Faulenzen ohne Gegenleistung
Oder: Mit dem Bürgergeld werde das Faulenzen ohne Gegenleistung gefördert. Betroffene würden nicht mehr aktiv die Gesellschaft unterstützen. Daraus resultiere auch die Gefahr, dass Geringverdiener in den Sack hauten und statt zu arbeiten, lieber Bürgergeld kassierten. Mit diesem Argument haben ganz nebenbei auch CDU und CSU ihre Blockade begründet.
Selbst schuld
Und dann gibt es noch jene, die behaupten, 75 Prozent der Arbeitslosen seien selbst schuld an ihrer Situation. Sie hätten sich das bewusst so ausgesucht und in der Schule besser aufpassen sollen. Laut diesem Kommentar sind Bürgergeldempfänger nicht nur faul, sondern auch noch dumm.
Zu alt für den Arbeitsmarkt
Auf der anderen Seite gibt es die, die sich nicht scheuen, ihre eigene Situation zu schildern und den Hasstiraden entgegenzustellen.
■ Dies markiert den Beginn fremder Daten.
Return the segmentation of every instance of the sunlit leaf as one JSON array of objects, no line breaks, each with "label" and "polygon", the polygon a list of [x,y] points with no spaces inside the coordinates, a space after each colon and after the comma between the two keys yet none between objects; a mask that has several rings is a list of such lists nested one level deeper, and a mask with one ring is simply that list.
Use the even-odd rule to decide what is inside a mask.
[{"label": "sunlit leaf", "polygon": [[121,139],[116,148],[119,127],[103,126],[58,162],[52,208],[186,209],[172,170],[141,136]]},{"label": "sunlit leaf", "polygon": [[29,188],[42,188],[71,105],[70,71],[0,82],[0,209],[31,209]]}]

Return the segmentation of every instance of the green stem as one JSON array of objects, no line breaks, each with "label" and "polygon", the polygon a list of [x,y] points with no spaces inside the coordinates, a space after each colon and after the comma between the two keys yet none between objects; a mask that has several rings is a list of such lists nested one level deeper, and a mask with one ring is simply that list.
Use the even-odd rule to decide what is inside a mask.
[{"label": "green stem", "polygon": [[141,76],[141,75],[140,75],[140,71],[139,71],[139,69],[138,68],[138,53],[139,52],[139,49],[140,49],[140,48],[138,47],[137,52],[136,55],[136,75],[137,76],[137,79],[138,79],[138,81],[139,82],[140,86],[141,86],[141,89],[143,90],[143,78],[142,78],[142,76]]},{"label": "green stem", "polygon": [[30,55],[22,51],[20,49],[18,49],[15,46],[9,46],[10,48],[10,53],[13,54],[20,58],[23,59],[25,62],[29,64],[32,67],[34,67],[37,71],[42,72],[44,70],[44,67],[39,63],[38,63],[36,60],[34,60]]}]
Eine 64-Jährige schreibt, ihre persönliche Leistung sei nicht mehr gefragt, weil sie für den Arbeitsmarkt zu alt sei: „Sicher haben Sie einen schlauen Rat für Sozialschmarotzer wie mich.“ Die Frau, die ihren Mann bis zum Ende pflegte, nennt die Kommentare schlicht „selbstgerecht“. Doch das geht in der Masse unter.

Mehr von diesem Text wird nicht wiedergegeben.